La loi du 20 août 2008 promettait une « rénovation de la démocratie sociale ». En échange d’un renversement de la hiérarchie des normes (I) privilégiant l’entreprise et d’une réforme de la représentativité (II), les organisations syndicales de salariés obtenaient une consécration du dialogue social comme mode d’élaboration de la norme sociale. Quel bilan en tirer trois ans après ? (III).
Yvan Loufrani / Isc Paris
Première loi issue du dialogue social[1], la loi du 20 août 2008 promettait une « rénovation de la démocratie sociale », ne s’agissait-il pas de mettre en place un dialogue sincère entre des organisations responsables, légitimes, soucieuses d’aboutir à un accord ?.
En échange d’un renversement de la hiérarchie des normes (A) privilégiant l’entreprise et d’une réforme de la représentativité (B), les organisations syndicales de salariés obtenaient une consécration du dialogue social[2]comme mode d’élaboration de la norme sociale.
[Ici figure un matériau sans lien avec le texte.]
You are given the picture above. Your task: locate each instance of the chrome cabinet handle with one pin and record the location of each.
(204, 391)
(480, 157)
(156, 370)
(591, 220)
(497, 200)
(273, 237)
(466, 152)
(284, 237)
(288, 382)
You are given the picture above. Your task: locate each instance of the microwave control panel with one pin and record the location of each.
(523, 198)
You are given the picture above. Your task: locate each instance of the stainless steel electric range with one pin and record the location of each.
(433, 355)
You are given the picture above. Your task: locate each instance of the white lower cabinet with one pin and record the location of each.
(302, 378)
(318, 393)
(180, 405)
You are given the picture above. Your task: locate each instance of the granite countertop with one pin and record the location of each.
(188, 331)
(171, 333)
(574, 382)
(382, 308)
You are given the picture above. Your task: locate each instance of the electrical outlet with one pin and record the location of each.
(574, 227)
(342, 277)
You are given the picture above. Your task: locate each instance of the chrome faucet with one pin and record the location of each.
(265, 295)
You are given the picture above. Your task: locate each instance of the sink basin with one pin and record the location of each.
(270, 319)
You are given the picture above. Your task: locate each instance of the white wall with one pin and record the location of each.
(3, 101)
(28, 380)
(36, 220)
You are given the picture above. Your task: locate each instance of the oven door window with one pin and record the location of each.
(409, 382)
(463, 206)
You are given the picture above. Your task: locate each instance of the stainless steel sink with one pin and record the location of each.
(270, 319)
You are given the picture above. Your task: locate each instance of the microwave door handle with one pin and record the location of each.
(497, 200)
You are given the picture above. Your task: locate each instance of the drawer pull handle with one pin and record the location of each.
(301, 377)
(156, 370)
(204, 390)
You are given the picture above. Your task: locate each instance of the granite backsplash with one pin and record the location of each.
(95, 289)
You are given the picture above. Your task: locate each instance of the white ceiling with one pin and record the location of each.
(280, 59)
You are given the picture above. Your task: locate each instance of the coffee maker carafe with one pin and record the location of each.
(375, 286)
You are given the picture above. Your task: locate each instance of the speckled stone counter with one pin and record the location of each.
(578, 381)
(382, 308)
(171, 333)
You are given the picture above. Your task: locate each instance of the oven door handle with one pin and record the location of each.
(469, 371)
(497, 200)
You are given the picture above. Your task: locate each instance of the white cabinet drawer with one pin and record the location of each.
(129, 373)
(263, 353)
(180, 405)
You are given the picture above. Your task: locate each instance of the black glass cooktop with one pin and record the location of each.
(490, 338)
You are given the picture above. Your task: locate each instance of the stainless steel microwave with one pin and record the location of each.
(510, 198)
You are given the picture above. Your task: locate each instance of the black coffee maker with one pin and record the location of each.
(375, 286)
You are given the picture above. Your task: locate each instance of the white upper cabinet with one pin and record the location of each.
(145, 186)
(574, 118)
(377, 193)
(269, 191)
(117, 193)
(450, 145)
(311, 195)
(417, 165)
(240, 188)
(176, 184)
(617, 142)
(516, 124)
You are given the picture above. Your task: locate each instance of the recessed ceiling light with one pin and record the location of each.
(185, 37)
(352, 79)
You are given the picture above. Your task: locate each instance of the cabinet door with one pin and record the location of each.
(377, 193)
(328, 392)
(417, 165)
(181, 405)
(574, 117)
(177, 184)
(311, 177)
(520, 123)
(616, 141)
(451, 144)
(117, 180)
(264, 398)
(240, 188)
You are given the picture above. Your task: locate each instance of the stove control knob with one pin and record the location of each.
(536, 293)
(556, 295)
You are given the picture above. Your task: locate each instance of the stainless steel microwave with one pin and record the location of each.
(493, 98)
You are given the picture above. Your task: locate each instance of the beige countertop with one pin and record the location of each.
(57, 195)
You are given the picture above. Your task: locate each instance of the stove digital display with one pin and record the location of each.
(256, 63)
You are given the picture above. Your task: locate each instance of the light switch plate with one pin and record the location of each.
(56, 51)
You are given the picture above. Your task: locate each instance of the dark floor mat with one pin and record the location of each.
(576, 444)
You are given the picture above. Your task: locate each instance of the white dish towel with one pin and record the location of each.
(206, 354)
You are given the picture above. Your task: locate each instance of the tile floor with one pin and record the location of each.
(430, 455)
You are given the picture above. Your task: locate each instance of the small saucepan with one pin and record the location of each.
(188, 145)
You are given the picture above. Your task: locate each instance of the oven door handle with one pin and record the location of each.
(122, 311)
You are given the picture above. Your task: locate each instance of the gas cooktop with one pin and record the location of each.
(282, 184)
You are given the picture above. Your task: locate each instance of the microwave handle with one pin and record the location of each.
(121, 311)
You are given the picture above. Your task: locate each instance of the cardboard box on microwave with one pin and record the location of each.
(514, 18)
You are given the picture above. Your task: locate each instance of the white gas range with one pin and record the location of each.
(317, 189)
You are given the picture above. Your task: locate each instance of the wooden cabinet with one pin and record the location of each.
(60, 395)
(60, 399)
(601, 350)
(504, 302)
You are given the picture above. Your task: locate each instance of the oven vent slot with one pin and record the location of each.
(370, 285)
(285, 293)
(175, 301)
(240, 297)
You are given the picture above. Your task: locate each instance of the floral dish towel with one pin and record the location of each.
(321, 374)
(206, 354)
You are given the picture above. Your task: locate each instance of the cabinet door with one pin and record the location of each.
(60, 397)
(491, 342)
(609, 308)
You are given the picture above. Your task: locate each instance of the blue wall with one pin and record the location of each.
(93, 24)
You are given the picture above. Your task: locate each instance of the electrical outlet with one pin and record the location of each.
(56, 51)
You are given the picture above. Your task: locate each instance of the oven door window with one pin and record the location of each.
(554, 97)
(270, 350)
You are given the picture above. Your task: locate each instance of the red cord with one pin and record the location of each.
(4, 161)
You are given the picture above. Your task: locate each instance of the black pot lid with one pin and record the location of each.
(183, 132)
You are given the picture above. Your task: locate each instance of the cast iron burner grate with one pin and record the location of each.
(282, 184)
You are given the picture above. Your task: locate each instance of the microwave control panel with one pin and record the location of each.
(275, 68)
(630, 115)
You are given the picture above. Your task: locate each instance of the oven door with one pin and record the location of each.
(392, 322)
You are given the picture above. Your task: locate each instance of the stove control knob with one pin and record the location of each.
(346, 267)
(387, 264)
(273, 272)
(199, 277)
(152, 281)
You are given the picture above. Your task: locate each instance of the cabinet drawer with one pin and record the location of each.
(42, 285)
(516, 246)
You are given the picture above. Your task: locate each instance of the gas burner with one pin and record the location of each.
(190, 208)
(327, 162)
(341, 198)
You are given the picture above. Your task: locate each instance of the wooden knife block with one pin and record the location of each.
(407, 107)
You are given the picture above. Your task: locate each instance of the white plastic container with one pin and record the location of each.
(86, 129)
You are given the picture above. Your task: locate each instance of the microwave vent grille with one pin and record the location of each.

Trois ans après, s’il est vrai que, depuis 2009, le nombre d’accords conclus a fortement augmenté et que le nouveau paysage syndical français commence à poindre dans les entreprises, une analyse poussée des accords déposés montre que ce serait non pas l’application de la loi de 2008 mais plutôt les incitations financières et les contraintes légales qui expliqueraient l’augmentation du dépôt des accords (C),  loin des promesses de renouveau du dialogue social.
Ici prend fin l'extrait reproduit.